Strictly speaking, a Deployment results in nothing more than the creation of a certain number of Pod objects. You may wonder if you can create Pods directly instead of having the Deployment create them for you. You can certainly do this, but if you wanted to run multiple replicas, you’d have to manually create each pod individually and make sure you give each one a unique name. You’d then also have to keep a constant eye on your pods to replace them if they suddenly disappear or the node on which they run fails. And that’s exactly why you almost never create pods directly but use a Deployment instead.

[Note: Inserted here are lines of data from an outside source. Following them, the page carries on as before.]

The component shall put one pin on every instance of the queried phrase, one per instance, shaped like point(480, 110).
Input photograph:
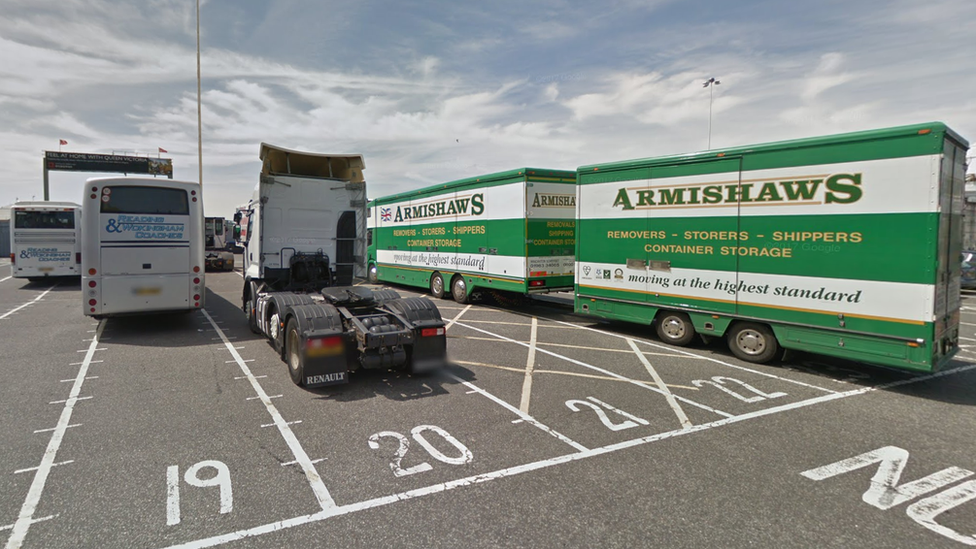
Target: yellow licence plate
point(148, 291)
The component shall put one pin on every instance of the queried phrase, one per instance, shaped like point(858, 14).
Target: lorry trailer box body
point(512, 231)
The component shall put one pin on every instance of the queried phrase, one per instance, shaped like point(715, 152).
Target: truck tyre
point(459, 289)
point(437, 285)
point(753, 342)
point(293, 352)
point(249, 307)
point(675, 328)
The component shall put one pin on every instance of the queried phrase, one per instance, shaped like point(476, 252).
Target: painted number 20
point(418, 435)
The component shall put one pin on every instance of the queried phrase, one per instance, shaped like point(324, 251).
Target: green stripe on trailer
point(512, 231)
point(844, 245)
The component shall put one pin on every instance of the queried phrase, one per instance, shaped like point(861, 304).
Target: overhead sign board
point(113, 163)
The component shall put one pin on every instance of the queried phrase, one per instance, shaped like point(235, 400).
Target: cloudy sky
point(433, 91)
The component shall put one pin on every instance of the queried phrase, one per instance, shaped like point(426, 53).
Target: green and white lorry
point(845, 245)
point(512, 231)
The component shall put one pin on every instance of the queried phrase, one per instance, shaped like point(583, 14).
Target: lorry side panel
point(831, 241)
point(550, 227)
point(476, 229)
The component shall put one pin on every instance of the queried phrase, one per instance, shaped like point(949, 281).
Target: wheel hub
point(751, 342)
point(674, 328)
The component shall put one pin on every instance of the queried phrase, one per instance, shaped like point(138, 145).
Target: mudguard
point(427, 352)
point(382, 296)
point(318, 321)
point(270, 306)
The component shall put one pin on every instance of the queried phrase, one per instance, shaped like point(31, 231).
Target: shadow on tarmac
point(954, 389)
point(57, 284)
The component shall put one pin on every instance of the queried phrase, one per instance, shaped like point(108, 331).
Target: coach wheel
point(459, 290)
point(675, 328)
point(437, 285)
point(753, 342)
point(293, 350)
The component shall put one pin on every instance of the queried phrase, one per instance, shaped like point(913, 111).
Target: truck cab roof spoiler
point(281, 161)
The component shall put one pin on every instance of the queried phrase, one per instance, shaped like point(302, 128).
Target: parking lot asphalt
point(546, 429)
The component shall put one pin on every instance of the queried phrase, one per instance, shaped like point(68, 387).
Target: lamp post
point(199, 114)
point(710, 83)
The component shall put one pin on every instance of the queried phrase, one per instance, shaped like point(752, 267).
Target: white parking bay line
point(522, 415)
point(26, 517)
point(668, 395)
point(537, 465)
point(702, 357)
point(598, 369)
point(31, 302)
point(455, 319)
point(529, 366)
point(314, 480)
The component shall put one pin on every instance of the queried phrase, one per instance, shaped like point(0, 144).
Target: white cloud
point(478, 91)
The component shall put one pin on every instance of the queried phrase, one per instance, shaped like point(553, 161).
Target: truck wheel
point(249, 308)
point(675, 328)
point(437, 285)
point(293, 352)
point(753, 342)
point(459, 290)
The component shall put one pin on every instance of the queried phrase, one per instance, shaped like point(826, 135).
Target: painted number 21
point(464, 456)
point(630, 422)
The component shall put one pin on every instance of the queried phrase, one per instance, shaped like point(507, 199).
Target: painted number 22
point(418, 435)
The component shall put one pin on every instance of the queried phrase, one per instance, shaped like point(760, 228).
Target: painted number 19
point(192, 477)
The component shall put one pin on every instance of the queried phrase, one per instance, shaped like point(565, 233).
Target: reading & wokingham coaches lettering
point(45, 239)
point(143, 246)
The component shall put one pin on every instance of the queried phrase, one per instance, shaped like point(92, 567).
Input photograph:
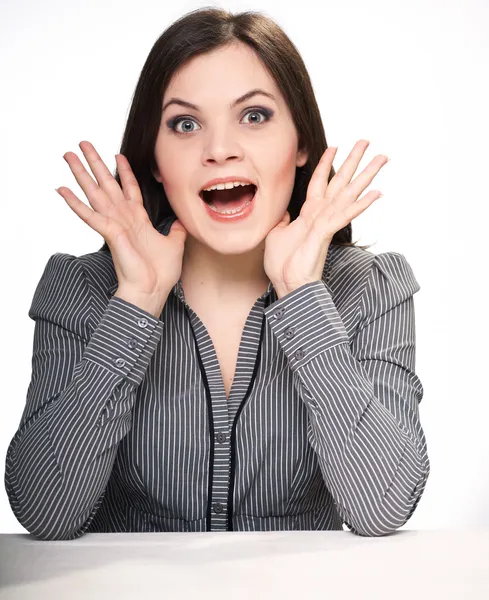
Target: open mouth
point(232, 199)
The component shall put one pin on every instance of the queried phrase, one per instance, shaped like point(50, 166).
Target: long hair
point(196, 33)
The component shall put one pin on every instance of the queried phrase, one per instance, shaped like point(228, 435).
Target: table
point(435, 564)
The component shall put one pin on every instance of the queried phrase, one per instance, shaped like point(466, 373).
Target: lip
point(227, 180)
point(230, 218)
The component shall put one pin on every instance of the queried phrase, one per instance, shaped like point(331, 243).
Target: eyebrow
point(239, 100)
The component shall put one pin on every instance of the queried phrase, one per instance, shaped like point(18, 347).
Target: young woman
point(228, 360)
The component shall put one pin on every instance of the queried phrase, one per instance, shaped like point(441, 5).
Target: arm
point(362, 396)
point(78, 404)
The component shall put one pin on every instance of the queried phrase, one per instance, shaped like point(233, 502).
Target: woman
point(213, 372)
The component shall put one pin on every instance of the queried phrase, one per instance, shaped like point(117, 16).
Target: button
point(218, 508)
point(289, 333)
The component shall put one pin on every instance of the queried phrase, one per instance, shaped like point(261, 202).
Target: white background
point(409, 77)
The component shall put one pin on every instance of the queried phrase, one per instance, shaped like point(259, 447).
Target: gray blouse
point(127, 427)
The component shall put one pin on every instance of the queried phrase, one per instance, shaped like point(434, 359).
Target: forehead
point(224, 73)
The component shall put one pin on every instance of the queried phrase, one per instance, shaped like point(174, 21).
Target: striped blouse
point(126, 426)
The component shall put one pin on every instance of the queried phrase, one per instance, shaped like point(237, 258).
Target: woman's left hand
point(295, 253)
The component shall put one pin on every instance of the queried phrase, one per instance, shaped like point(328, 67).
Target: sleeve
point(79, 400)
point(362, 395)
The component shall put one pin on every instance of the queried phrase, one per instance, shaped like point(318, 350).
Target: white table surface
point(435, 564)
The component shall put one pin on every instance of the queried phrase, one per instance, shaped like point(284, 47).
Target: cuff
point(306, 323)
point(124, 340)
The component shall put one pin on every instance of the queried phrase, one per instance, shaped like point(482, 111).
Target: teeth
point(226, 186)
point(229, 212)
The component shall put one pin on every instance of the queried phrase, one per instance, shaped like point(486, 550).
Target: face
point(255, 139)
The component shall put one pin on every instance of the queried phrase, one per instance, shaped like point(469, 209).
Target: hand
point(146, 262)
point(295, 253)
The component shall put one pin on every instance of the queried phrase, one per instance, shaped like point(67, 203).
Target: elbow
point(391, 513)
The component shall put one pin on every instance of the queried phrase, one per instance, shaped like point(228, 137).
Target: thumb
point(285, 220)
point(177, 229)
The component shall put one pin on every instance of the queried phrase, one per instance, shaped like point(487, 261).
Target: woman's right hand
point(148, 264)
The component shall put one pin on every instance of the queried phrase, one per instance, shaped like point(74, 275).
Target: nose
point(222, 146)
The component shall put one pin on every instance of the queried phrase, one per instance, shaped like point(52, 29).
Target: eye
point(259, 111)
point(173, 123)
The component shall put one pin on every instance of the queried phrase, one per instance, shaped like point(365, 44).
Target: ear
point(302, 156)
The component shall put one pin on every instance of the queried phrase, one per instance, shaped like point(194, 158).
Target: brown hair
point(196, 33)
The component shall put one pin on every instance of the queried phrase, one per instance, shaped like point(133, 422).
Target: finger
point(90, 217)
point(358, 185)
point(318, 184)
point(129, 182)
point(102, 174)
point(343, 176)
point(360, 205)
point(96, 196)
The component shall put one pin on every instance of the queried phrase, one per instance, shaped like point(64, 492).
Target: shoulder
point(351, 272)
point(70, 286)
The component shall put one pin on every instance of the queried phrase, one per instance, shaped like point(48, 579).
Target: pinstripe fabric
point(126, 426)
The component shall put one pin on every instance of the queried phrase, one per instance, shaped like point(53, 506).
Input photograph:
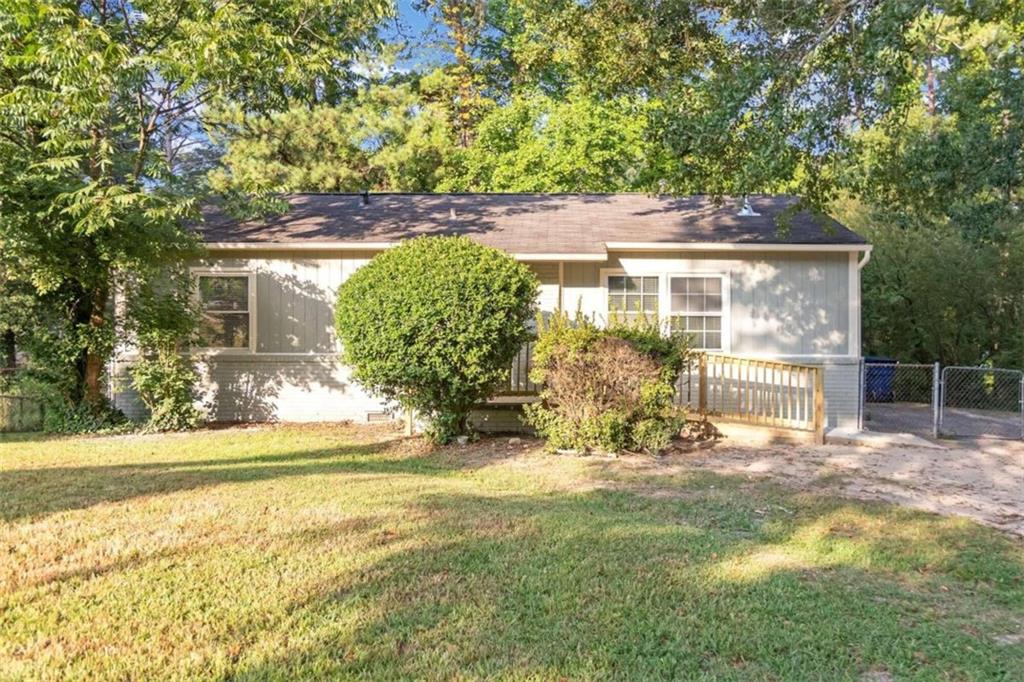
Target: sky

Understanding why you need a service

The third component of your system is the Service object. By creating it, you tell Kubernetes that you need a single communication entry point to your pods. The service gives you a single IP address to talk to your pods, regardless of how many replicas are currently deployed. If the service is backed by multiple pods, it acts as a load balancer. But even if there is only one pod, you still want to expose it through a service.

Pods are ephemeral. A pod may disappear at any time. This can happen when its host node fails, when someone inadvertently deletes the pod, or when the pod is evicted from an otherwise healthy node to make room for other, more important pods. As explained in the previous section, when pods are created through a Deployment, a missing pod is immediately replaced with a new one. This new pod is not the same as the one it replaces. It’s a completely new pod, with a new IP address.

If you weren’t using a service and had configured your clients to connect directly to the IP of the original pod, you would now need to reconfigure all these clients to connect to the IP of the new pod. This is not necessary when using a service. Unlike pods, services aren’t ephemeral. When you create a service, it is assigned a static IP address that never changes during lifetime of the service.

Instead of connecting directly to the pod, clients should connect to the IP of the service. This ensures that their connections are always routed to a healthy pod, even if the set of pods behind the service is constantly changing. It also ensures that the load is distributed evenly across all pods should you decide to scale the deployment horizontally.